Loss jumps abruptly whenever learning rate is decayed in Adam optimizer

I’m training an auto-encoder network with Adam optimizer (with amsgrad=True) and MSE loss for Single channel Audio Source Separation task. Whenever I decay the learning rate by a factor, the network loss jumps abruptly and then decreases until the next decay in learning rate.

I’m using Pytorch for network implementation and training.

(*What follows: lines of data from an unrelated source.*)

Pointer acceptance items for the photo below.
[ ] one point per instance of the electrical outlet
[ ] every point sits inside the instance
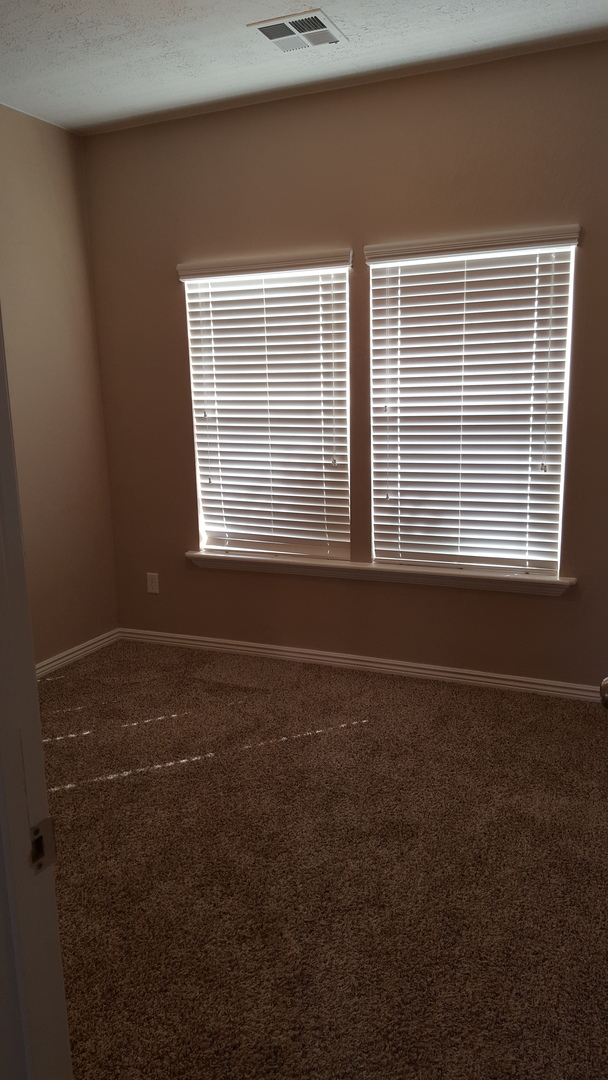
(152, 580)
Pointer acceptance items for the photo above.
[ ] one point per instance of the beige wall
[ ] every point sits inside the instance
(55, 394)
(511, 145)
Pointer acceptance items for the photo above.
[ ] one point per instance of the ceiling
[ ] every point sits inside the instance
(82, 64)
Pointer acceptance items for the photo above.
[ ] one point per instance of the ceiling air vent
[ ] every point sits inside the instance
(301, 30)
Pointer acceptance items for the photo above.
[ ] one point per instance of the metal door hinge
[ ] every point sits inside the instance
(42, 852)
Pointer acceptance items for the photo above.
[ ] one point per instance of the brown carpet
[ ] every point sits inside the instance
(269, 869)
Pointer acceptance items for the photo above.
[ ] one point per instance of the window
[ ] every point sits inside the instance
(469, 386)
(469, 402)
(268, 355)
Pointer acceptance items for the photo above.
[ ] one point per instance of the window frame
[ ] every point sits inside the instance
(507, 579)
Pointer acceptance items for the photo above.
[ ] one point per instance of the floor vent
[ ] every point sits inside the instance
(301, 30)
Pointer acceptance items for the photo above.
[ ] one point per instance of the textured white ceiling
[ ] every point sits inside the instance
(85, 63)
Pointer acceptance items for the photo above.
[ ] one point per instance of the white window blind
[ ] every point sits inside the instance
(470, 366)
(268, 355)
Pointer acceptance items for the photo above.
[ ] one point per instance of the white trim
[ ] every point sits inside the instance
(405, 574)
(272, 264)
(79, 650)
(559, 234)
(369, 663)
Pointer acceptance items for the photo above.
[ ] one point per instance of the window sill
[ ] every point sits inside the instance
(512, 581)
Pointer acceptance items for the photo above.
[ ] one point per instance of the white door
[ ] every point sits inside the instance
(34, 1034)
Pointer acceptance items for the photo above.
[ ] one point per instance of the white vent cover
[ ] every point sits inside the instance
(300, 31)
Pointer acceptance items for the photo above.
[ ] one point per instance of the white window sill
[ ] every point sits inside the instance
(511, 581)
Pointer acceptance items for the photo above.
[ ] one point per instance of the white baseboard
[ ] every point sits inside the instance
(78, 651)
(369, 663)
(580, 691)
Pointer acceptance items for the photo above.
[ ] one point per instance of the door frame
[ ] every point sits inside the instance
(35, 1034)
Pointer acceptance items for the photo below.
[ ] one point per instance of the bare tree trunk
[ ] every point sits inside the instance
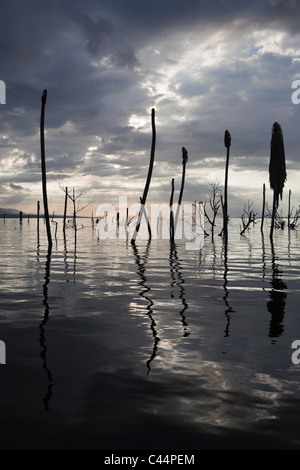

Following are my experimental setups:

 Setup-1: NO learning rate decay, and 
          Using the same Adam optimizer for all epochs

 Setup-2: NO learning rate decay, and 
          Creating a new Adam optimizer with same initial values every epoch

 Setup-3: 0.25 decay in learning rate every 25 epochs, and
          Creating a new Adam optimizer every epoch

 Setup-4: 0.25 decay in learning rate every 25 epochs, and
          NOT creating a new Adam optimizer every time rather
          using PyTorch's multiStepLR decay scheduler every 25 epochs

I am getting very surprising results for setups #2, #3, #4 and am unable to reason any explanation for it. Following are my results:

Setup-1 Results:

Here I'm NOT decaying the learning rate and 
I'm using the same Adam optimizer. So my results are as expected.
My loss decreases with more epochs.
Below is the loss plot this setup.

Setup-1 Results

optimizer = torch.optim.Adam(lr=m_lr,amsgrad=True, ...........)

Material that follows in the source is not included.